Ces deux rachats démontrent la solidité et l’appétit des opérateurs marocains, dont les ambitions débordent bien au-delà de leurs frontières. Les trois plus gros établissements du royaume sont Attijariwafa bank, dont le principal actionnaire est contrôlé par la famille royale, la BCP, et la bien nommée Bank of Africa - Groupe BMCE, présidée par Othman Benjelloun, deuxième fortune du pays. Le trio est déjà implanté dans une trentaine d’Etats du continent africain, avec des positions fortes au Sénégal et en Côte d'Ivoire. "Pour croître, il faut sortir du Maroc, le marché est saturé", affirme Jamal El Mellali, responsable de la notation des banques en Afrique francophone chez Fitch.

Soft power économique

Entamé il y a plusieurs décennies, le mouvement s’accélère depuis une quinzaine d’années à mesure que les Occidentaux, et notamment les Français, se désengagent, sur fond de coups d’Etat et de durcissement de la régulation européenne. Les exigences en matière de conformité ont rendu ces filiales trop coûteuses dans les bilans. Pour autant, l’Afrique n’est pas un Far West réglementaire, assurent les professionnels, qui s’accordent à reconnaître la qualité de la Banque centrale marocaine et ses efforts pour s’aligner sur les standards internationaux. La Banque centrale des Etats de l’Afrique de l’Ouest, quant à elle, "est rigoureuse sur les sujets de respect des normes bancaires. Elle est extrêmement stricte en matière de gestion du risque, de pilotage et de reporting", ajoute Aminata Kane, directrice générale d'Orange Money Group, Afrique et Moyen Orient, spécialiste du microcrédit en Côte d’Ivoire, et bientôt au Sénégal.

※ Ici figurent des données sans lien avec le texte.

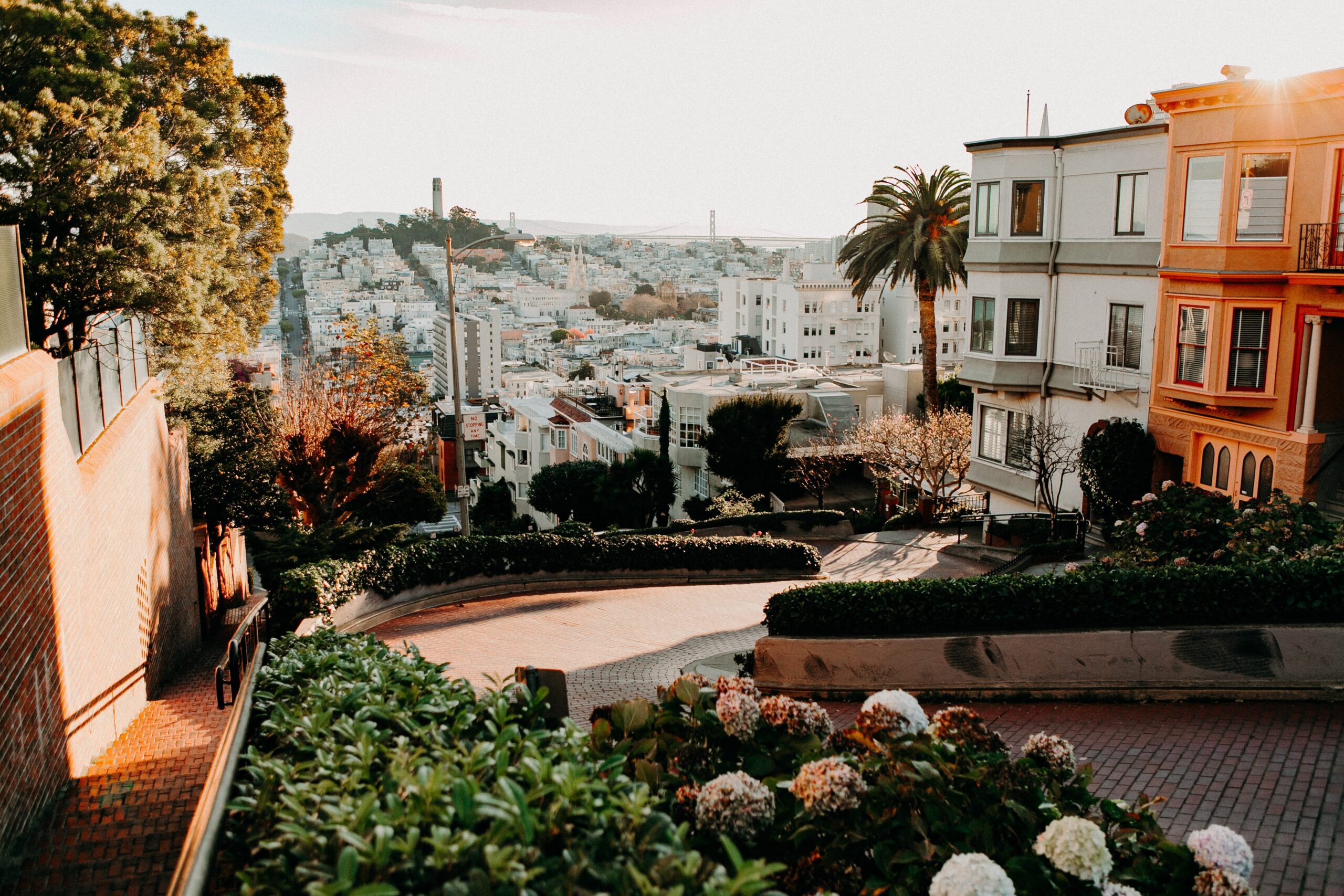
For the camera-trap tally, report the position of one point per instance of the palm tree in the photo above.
(920, 234)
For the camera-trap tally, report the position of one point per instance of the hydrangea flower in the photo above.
(893, 711)
(795, 716)
(737, 805)
(738, 712)
(737, 684)
(1220, 883)
(971, 875)
(828, 785)
(1052, 750)
(1112, 888)
(1222, 848)
(964, 726)
(1076, 847)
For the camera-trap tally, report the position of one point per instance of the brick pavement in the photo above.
(1270, 770)
(119, 828)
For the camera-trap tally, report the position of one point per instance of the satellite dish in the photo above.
(1139, 114)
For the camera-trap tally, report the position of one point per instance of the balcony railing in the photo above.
(1100, 367)
(1321, 248)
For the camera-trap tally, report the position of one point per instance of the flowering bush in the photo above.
(828, 785)
(737, 805)
(1190, 524)
(1076, 847)
(1223, 849)
(971, 875)
(1053, 751)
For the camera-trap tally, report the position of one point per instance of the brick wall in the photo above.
(97, 581)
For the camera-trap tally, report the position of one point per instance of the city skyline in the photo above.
(777, 116)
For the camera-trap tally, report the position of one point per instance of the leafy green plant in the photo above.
(371, 773)
(1309, 590)
(320, 587)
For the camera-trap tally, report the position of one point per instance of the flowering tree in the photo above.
(932, 452)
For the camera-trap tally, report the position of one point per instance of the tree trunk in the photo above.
(929, 340)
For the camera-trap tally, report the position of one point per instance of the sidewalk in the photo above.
(121, 825)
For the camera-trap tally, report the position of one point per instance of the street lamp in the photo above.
(464, 492)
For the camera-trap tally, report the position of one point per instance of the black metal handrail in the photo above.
(197, 860)
(239, 652)
(1320, 248)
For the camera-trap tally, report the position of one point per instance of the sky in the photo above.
(779, 114)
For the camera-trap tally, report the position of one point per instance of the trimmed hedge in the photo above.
(807, 520)
(322, 587)
(1269, 593)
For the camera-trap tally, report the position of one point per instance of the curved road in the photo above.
(1275, 772)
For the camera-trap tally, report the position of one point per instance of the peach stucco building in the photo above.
(1249, 349)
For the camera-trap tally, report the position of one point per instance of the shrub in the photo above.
(370, 772)
(1116, 468)
(1266, 593)
(322, 587)
(1193, 525)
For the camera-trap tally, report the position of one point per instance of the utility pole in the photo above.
(464, 493)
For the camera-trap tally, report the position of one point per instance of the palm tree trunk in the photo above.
(929, 340)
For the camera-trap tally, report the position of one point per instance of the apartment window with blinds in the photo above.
(1028, 207)
(1191, 345)
(1124, 342)
(1132, 205)
(689, 426)
(1263, 198)
(1006, 437)
(1022, 325)
(1251, 349)
(987, 210)
(1203, 198)
(982, 324)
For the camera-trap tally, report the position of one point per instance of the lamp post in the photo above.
(464, 493)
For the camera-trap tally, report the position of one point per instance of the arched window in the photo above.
(1249, 476)
(1266, 483)
(1225, 468)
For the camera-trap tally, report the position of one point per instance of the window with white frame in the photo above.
(689, 426)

La concurrence au sud du Sahara est intense. Nigérians et Sud-africains se disputent les parts de marché. Le royaume chérifien n’est pas en reste. "Il n’y a pas une filiale de banque française à la vente que les Marocains n’ont pas regardée", affirme Maryam Velasque, associée X-PM, qui a participé au pilotage du retrait d’acteurs hexagonaux. "Les opportunités de business en Afrique sont nombreuses, ces opérations sont un outil de soft power économique pour le Maroc", note Laureen Kouassi-Olsson, fondatrice de la société d’investissement ivoirienne Birimian Ventures. La stratégie est d’ailleurs portée au plus haut niveau.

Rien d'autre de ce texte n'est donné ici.